It’s a busy world we live in, isn’t it? So many of us run from one activity to the next, whether it’s work or school, sports, music lessons, an art class or a night visiting friends. In the midst of our busy lives, it can be tough to carve out time to practice. Here are a few reasons to make the time for it this month.

Practice Makes Perfect

Well, that’s the saying, right? The reality is that perfection might sound nice, but even concert pianists will tell you they never have a perfect performance! Nevertheless, the more we practice, the more we can reliably perform our song well. With each repetition, we’re more likely to play the notes and get our rhythms correct. That frees us up to think about our interpretation, our phrasing, our dynamics…you know, the fun stuff!
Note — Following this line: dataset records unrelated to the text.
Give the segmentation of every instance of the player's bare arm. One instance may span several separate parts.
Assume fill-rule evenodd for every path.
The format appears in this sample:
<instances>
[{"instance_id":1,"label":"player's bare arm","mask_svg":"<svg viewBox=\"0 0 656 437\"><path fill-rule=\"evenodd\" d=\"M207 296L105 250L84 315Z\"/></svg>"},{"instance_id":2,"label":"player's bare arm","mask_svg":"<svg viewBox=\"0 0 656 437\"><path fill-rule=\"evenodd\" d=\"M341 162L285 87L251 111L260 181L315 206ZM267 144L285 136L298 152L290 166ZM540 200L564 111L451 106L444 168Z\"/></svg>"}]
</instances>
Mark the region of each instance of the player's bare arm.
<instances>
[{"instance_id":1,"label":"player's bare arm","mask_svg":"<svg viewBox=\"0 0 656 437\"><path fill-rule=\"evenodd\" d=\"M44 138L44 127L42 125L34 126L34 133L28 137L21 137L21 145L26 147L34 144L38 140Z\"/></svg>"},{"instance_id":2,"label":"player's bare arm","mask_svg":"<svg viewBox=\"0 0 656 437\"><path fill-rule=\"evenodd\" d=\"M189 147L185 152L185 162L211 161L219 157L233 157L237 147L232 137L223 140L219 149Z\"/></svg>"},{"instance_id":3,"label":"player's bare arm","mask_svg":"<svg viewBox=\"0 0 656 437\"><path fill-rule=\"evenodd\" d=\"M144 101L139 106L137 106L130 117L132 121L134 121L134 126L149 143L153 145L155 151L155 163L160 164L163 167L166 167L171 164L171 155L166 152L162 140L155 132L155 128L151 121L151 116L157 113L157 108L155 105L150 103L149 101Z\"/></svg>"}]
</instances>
Practice Makes You Less Nervous

Believe it or not, the more you practice, the easier it is to get up in front of someone else and perform. That’s because the more you can reliably play a piece for yourself, the more likely you will be to reproduce it when you’ve got performance jitters. Will an audience make you play it worse? There’s a good chance of that. But as you perform more often (i.e. as you practice performing), you can work on channeling the audience’s excitement, and your own excitement, into a stronger performance.

Practice Develops Discipline

Want to develop better habits? Whether you’d like to eat healthier, exercise daily or get enough sleep, all of these things are easier when we make our healthy choices into healthy habits. Likewise, if we teach ourselves to practice for five minutes every day, we develop the discipline required to commit to anything! This is a great lesson for children, but it’s a lesson we can use as adults too.

Why do you find the time to practice? If you don’t, did this give you any ideas on how to develop a practice habit?